We should be seeing more tributes to Superman, like this one from the Ottawa Citizen’s Vito Pilieci, in the next month or so. After all, April marks the 70th anniversary of the character’s first appearance in Action Comics #1:
Shuster chose an image of Superman holding a car over his head, in order to create a sense of disbelief in the hopes it would draw people in to read more.
But the image of a strongman in blue tights concerned National publisher Harry Donenfeld.
Fearing the worst, he capped the comic’s print run at 200,000 issues. The comic sold out, distributors begged for more and Superman’s popularity took off instantly.
Shuster and Siegel became overnight celebrities.
Demand for Superman stories was so great, National decided to start a second comic in 1939, simply called Superman. But, Superman started to prove too big for comic books alone and officials at National began to think of new ways to promote the character.

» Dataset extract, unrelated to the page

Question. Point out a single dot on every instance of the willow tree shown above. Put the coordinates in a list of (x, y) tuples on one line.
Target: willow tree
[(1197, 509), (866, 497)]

Superman’s big break came on February 12, 1940, when millions of Americans gathered in front of their transistor radios and heard the words: “Boys and girls, your attention please. Presenting a new, exciting radio program featuring the thrilling adventures of an amazing and incredible personality. Faster than an airplane, more powerful than a locomotive, impervious to bullets . . . up in the sky, it’s a bird, it’s a plane, it’s Superman!”
The radio show was a smash hit, cementing the character’s place in pop-culture history.